Friendship and Hospitality, Brazilian Style

I had spent barely a day in Petrolina before Cara knocked on my door bright and early to whisk me away on a weekend trip to Pilar, Bahia, where we’d been invited to stay for the weekend. Pilar is the hometown of Ana Paula, the viticulture professor at the Instituto Federal – Zona Rural. As I said, I had quite literally just arrived in Petrolina. I barely knew Cara, let alone Ana Paula, let alone her entire family. Yet, as I was learning very quickly in Brazil, these things mattered very little.

We arrived in Pilar, a heat-baked small town laid out grid-fashion in the Bahian Sertão, just in time for lunch. Ana Paula’s mother gave me a couple kisses and hugs and handed me a plate, barely acknowledging that I still fumbled with fluency in Portuguese greetings. Bahian cooking is a miracle in transforming bland base ingredients into delicious and sustaining meals—beans, rice, and manioc flour (farofa) mutate into feijoada and pirão and vatapa.

Our first meal in Pilar: bode (goat) and pirão.

Something in Pilar made that verbal expression of hospitality, “make yourself at home,” which Brazilians translate into fica a vontade (do as you please), a reality. After initial greetings, the formalities that often remain when visiting the home of a friend—especially an aquaintance—disappeared. Rather than a polite investigation of my career goals or current occupation, dinner conversation was a banter about this and that as if we were all old friends. Writing teachers often advise us to “show rather than tell,” and just the same way, in Pilar I felt that the family got to know me through experiencing my presence rather than asking me to explain it.

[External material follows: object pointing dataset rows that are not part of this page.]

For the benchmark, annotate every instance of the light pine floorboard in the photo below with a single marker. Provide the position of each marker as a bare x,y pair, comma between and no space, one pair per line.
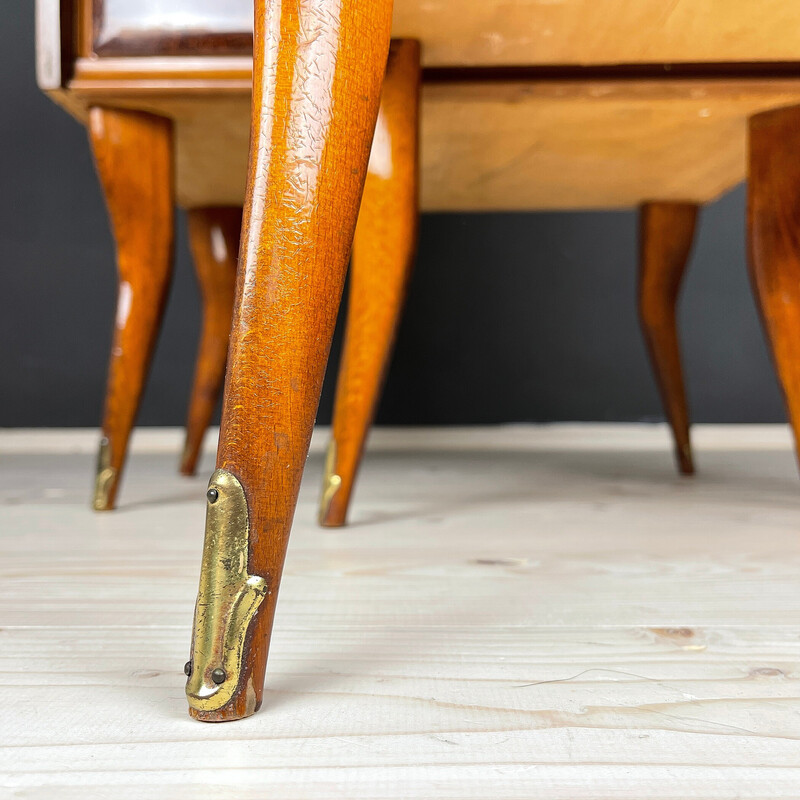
514,613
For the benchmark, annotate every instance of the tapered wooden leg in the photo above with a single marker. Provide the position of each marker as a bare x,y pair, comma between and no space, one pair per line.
214,241
318,67
383,254
133,153
666,235
773,225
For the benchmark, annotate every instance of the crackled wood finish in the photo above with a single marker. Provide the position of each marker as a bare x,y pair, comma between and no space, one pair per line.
133,153
214,242
773,214
502,631
320,66
484,32
666,233
383,254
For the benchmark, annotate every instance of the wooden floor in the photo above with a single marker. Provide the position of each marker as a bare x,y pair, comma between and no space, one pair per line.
515,613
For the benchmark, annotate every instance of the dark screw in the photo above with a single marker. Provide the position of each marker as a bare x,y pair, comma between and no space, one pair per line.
218,675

We spent Sunday enjoying a "churrasco" (barbecue) with the family.

That first night, Cara and Ana Paula—the two people who were my closest links to the family—went to bed early. Our friend Rafaela and I were still awake, and Ana Paula’s brother asked us if we’d like to go out on the main street with him and two of the younger kids in the family. The lovely evening we spent chatting together amongst the other Pilar inhabitants showed me something that has been proven again and again during my time here so far: in the Northeast of Brazil, hospitality comes first, and details come later.

These kinds of encounters happen relatively frequently, and I think the reason why it still catches me off guard is because I am accustomed to such unreserved hospitality being something generally reserved for friends. Here, the order is almost reversed: hospitality is what invites the possibility for friendship.